Memory Model

The AMD Alveo V80 board has two distinct memory subsystems — DDR and HBM — each with different capacity, bandwidth, and access characteristics. This document explains how SLASH models these subsystems and how the runtime allocator manages device memory.

DDR Memory

The V80 has a single DDR address space, accessed through the QDMA subsystem (PCIe Physical Function 1). DDR offers large capacity and is suitable for bulk data storage where bandwidth is not the primary concern.

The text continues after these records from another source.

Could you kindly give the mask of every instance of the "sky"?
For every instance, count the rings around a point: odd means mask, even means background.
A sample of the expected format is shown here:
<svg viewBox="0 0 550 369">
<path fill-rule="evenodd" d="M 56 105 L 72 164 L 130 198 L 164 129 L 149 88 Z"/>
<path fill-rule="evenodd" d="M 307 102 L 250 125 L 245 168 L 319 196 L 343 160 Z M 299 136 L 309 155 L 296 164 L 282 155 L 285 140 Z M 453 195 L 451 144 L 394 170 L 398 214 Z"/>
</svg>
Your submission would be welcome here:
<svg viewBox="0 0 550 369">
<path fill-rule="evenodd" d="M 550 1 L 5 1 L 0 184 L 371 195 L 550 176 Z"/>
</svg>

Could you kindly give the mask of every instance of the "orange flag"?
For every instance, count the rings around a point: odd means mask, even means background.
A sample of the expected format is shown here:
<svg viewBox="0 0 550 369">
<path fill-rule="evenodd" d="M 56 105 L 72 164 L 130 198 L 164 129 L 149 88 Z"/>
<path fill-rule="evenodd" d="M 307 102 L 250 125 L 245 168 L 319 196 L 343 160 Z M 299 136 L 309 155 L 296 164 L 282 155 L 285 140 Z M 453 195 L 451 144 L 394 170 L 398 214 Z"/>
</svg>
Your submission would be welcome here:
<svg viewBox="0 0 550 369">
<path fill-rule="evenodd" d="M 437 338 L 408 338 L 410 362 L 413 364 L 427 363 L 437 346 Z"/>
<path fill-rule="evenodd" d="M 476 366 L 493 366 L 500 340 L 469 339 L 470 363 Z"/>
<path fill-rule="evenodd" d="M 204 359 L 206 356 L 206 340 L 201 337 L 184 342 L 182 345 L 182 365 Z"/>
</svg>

In VRT, DDR memory is selected with MemoryRangeType::DDR:

vrt::Buffer<float> buffer(device, size, vrt::MemoryRangeType::DDR);

In the linker configuration, DDR is referenced as DDR0:

sp=offset_0.m_axi_gmem0:DDR0

HBM (High Bandwidth Memory)

The V80 includes HBM organized as 64 pseudo-channels (HBM0–HBM63). Each channel provides independent bandwidth, and the aggregate bandwidth across all channels is substantially higher than DDR.

There are two access modes:

Port-Based Access

MemoryRangeType::HBM with an explicit port number allocates on a specific HBM channel. The kernel port must be mapped to the same channel via the sp= directive in the linker configuration.

// Allocate on HBM channel 1
vrt::Buffer<uint32_t> buffer(device, size, vrt::MemoryRangeType::HBM, 1);

# Linker config must match
sp=increment_0.m_axi_gmem0:HBM1

Internally, the port number maps to an HBMRegion enum value (HBM0 through HBM63) and the allocation type is set to BufferAllocType::Hbm.

Note

Constructing a buffer with MemoryRangeType::HBM but without a port throws std::invalid_argument. HBM always requires an explicit channel unless you use VNOC.

VNOC (Virtual NoC) Access

MemoryRangeType::HBM_VNOC allocates across multiple HBM channels using the on-chip Virtual Network-on-Chip, aggregating bandwidth without requiring the application to manage individual channels.

vrt::Buffer<float> buffer(device, size, vrt::MemoryRangeType::HBM_VNOC);

The allocation type is set to BufferAllocType::HbmVnoc and no specific HBMRegion is selected.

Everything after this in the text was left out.